03H40 Acordei na madrugada de sexta-feira para o habitual xixi de grávida. Ouvi um ‘plof’ e desconfiei que me tinham rebentado as águas. Liguei ao pai do G. para vir para ao pé dele. “Não avises mais ninguém porque isto não deve ser nada.” Tomo um duche e percebo que as contracções de dor, ainda, controlável já vinham de quatro em quatro minutos. 04h Volto a ligar ao D. “Pede ao táxi que espere aí em baixo.
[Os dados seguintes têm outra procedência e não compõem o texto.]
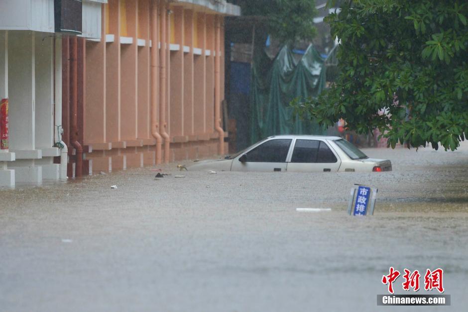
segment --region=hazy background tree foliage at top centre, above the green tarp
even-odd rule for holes
[[[265,16],[267,31],[280,43],[311,41],[315,34],[315,0],[239,0],[242,15]]]

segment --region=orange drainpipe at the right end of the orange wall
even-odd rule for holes
[[[215,129],[219,134],[220,155],[224,155],[224,130],[221,127],[221,16],[216,17],[215,35]]]

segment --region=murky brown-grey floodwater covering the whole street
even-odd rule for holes
[[[390,266],[423,272],[418,294],[444,269],[452,306],[421,309],[466,311],[467,145],[363,151],[393,171],[170,164],[0,190],[0,311],[380,311]],[[354,183],[379,189],[373,216],[347,215]]]

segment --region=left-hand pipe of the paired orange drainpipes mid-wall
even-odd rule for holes
[[[161,163],[162,136],[158,123],[158,5],[157,0],[151,3],[151,134],[156,139],[156,165]]]

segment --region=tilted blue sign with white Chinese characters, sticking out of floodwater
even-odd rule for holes
[[[377,189],[364,185],[356,185],[351,189],[351,197],[348,203],[348,214],[366,215],[374,214]],[[354,203],[354,206],[352,205]]]

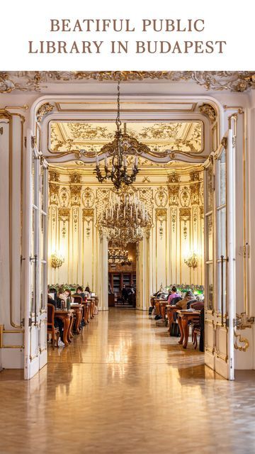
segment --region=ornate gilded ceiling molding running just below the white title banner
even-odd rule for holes
[[[45,84],[85,80],[98,82],[143,81],[145,79],[169,82],[193,81],[208,90],[246,92],[255,87],[254,71],[13,71],[0,72],[0,93],[41,92]]]

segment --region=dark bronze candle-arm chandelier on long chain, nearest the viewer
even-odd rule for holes
[[[117,109],[117,118],[116,126],[117,131],[115,132],[115,138],[113,142],[103,145],[100,150],[100,154],[105,154],[105,166],[104,173],[101,172],[99,167],[98,155],[96,156],[96,177],[98,182],[102,183],[108,179],[113,182],[113,185],[116,189],[120,189],[122,184],[130,185],[135,182],[136,175],[139,172],[138,169],[138,158],[137,154],[142,152],[148,152],[149,148],[147,145],[144,145],[136,138],[130,137],[127,134],[125,128],[124,133],[121,131],[121,121],[120,121],[120,81],[118,81],[118,109]],[[135,162],[132,167],[132,171],[128,173],[127,157],[126,155],[135,155]],[[112,156],[112,168],[108,169],[107,156]]]

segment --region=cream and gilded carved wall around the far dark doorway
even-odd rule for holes
[[[87,179],[83,182],[83,176],[77,175],[72,174],[71,181],[71,175],[57,175],[50,170],[49,251],[60,248],[65,262],[57,274],[48,267],[49,282],[57,279],[96,285],[98,219],[114,191],[101,184],[89,186]],[[165,184],[145,183],[138,188],[128,187],[126,192],[137,194],[153,221],[145,237],[151,243],[149,260],[154,291],[161,283],[203,284],[203,272],[190,273],[183,260],[186,250],[198,248],[198,254],[203,253],[202,172],[184,175],[173,172]],[[73,279],[75,282],[71,282]]]

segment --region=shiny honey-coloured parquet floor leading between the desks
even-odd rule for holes
[[[254,374],[227,382],[140,311],[100,313],[29,382],[0,373],[0,453],[254,453]]]

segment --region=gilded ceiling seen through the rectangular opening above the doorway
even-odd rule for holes
[[[125,123],[129,135],[147,145],[152,153],[166,150],[186,153],[203,151],[202,121],[169,121],[167,123]],[[86,150],[100,152],[113,140],[115,123],[50,122],[50,152],[65,153]]]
Tu sobes, eu desço.” 04h10 Taxista em pânico passa todos os vermelhos. Eu respirava. 04h20 Entro na MAC com contracções de dois em dois minutos e peço ao D. que ligue à minha mãe. Respondo às perguntas todas para inscrição enquanto sopro. Triagem já em sofrimento. Enfermeiro impecável. “Cinco dedos de dilatação.” 04h56 Entro para a sala de partos. Peço desculpa por me estar a queixar tanto. E depois de uns minutos imploro que me deixem fazer força. Enfermeiro dá-me a mão. Médica acaba de se preparar. “Pronto. Pode fazer força que já estou aqui.” Peço desculpa mais uma dezena de vezes e riem-se de mim que estou sem nada para as dores e peço desculpa. “Está a fazer tudo tão bem e a ser tão corajosa.” (e há palavras que sabem muito bem naquele momento. isso e a mão do enfermeiro que permaneceu ao meu lado de forma indiscritível) 5h15 A minha mãe consegue chegar e agarra-me na outra mão. 5h30 Lindo e sereno. Tenho o A. no meu peito.

sou perdidamente apaixonada pelos meus filhos.